ゆうもあ先生と新編集長

 夕方、ゆうもあ先生こと有象無蔵が研究室で柿の葉茶を喫しながら一服していると電話が鳴った。

「平田くん、電話ですよ」

 と呼んだが、優しいジャイアン、平田くんの影も形も見えない。仕方なく、有象は自ら電話に出た。

「はい。こちらの電話は現在使う気がありません」

——わははは、素晴らしいジョークですね、教授。

「あなたは誰ですか?」

——申し遅れました。わたくし、門松書店で『月刊ヘロヘロA』の編集長をしとります、猿田と申します。モンキーの猿に、田んぼの田ですわ。

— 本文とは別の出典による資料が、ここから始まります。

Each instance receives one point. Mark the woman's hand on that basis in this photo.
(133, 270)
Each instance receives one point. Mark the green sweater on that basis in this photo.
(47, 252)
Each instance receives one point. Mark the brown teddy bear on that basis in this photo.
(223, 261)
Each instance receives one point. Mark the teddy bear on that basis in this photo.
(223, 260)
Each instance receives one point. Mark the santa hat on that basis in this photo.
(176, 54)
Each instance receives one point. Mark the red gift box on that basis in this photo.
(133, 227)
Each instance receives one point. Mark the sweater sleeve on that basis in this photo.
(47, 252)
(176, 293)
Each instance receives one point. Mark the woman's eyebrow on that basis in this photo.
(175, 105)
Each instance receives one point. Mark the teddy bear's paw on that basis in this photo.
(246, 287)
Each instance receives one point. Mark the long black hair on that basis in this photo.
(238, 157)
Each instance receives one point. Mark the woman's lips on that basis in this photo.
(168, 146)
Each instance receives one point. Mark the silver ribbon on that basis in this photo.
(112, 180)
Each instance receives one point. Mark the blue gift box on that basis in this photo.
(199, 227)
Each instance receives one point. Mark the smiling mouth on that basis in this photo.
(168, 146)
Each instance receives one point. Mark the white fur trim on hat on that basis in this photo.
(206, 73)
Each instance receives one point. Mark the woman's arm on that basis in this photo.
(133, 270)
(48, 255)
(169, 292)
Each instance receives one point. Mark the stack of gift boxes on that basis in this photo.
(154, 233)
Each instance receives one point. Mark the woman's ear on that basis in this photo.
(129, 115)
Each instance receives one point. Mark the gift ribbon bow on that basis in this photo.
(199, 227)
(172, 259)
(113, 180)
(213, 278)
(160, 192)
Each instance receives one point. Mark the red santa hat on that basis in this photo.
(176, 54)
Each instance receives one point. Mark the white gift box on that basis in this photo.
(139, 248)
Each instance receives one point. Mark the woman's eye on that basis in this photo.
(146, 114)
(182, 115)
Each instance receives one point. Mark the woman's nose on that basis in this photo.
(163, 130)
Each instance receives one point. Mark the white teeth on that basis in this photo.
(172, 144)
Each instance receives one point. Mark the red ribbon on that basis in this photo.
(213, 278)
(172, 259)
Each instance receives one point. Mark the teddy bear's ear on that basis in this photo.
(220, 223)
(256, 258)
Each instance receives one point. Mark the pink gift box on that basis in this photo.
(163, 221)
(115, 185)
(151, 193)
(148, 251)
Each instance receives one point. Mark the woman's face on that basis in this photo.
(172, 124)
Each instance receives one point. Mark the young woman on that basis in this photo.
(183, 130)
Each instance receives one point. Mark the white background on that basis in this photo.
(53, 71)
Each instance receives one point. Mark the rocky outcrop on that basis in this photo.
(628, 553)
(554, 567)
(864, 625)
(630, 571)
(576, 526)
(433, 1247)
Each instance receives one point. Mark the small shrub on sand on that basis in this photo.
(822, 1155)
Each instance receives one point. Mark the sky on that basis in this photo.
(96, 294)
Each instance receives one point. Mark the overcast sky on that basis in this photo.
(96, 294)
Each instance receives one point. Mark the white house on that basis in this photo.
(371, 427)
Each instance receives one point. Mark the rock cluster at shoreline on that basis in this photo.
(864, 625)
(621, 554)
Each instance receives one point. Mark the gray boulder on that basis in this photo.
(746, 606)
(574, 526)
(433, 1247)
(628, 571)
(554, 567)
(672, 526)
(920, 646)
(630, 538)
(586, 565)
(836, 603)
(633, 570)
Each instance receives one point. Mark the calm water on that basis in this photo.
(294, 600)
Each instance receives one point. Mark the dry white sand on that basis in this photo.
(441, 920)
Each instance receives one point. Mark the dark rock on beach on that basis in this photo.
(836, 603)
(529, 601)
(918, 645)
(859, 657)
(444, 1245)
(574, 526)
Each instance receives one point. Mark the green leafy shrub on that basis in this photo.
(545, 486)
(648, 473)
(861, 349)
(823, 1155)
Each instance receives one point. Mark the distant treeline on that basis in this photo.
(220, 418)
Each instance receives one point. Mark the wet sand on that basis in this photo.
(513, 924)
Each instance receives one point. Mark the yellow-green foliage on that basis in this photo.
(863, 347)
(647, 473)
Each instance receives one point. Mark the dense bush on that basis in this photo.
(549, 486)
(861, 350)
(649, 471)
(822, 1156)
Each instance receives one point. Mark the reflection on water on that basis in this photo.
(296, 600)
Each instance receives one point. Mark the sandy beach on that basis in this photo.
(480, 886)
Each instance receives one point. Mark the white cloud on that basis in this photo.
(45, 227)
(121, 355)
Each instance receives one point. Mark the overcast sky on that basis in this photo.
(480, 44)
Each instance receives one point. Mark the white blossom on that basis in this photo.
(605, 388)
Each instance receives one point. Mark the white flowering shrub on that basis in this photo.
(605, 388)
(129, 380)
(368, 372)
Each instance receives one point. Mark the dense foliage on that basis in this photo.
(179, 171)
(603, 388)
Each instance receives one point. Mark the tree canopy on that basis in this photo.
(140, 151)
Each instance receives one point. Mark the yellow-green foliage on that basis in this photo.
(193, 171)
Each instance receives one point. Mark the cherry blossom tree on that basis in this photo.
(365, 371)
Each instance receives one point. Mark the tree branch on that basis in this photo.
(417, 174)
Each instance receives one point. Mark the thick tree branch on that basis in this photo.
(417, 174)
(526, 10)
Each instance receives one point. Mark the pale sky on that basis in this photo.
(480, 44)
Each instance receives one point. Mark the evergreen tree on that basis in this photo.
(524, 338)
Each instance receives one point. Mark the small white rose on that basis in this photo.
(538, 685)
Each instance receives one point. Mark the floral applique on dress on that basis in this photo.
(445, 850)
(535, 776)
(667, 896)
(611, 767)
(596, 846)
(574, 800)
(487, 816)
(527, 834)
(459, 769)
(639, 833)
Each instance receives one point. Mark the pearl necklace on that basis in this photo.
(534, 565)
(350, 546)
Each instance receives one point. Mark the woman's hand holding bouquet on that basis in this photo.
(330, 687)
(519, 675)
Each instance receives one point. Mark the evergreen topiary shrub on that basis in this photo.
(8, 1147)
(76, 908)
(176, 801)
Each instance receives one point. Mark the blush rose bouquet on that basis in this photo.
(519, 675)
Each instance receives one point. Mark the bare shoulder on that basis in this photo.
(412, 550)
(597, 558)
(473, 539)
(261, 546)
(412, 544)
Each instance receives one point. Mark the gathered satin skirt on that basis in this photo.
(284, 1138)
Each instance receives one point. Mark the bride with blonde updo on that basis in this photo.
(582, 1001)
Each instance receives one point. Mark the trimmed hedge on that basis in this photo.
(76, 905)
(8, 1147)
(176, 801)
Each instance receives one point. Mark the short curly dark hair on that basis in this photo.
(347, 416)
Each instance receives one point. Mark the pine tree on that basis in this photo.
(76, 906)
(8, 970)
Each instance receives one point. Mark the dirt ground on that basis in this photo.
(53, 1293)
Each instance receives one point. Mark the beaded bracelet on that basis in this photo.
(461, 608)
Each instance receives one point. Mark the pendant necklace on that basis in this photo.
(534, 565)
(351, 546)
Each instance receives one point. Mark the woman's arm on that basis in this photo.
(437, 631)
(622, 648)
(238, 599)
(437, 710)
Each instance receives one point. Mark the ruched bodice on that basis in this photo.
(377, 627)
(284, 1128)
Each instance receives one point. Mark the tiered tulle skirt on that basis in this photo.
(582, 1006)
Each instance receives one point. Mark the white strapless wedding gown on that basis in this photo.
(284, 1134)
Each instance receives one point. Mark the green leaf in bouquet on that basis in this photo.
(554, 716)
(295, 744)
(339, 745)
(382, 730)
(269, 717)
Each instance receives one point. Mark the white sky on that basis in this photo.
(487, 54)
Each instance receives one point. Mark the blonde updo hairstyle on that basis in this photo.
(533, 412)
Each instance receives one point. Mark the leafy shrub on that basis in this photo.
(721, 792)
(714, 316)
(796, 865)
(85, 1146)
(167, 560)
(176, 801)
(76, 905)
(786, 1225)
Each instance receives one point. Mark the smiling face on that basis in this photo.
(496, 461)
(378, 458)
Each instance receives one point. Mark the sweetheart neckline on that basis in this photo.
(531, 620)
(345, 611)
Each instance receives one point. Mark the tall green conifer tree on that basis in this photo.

「それはそれはご丁寧なご説明。ありがとうございます。でもね私、よく考えたんですけど、漫画雑誌になんて小説を連載するのはお断りしますよ。私にも小説家としての矜持があります」

——先生、何て時代遅れな事言っているんんですか。あの人気作家、伊佐坂幸太郎先生だって『コミックミッドナイト』に小説を連載する時代ですよ。あの大家、硯康隆先生がライトノベルを描く時代ですよ。何、立ちおくれた事を言っているんですか。一緒に革命起こしましょうよ。とりあえず、一度お会いしましょ。ご都合のよろしい時間と場所をゆうてください。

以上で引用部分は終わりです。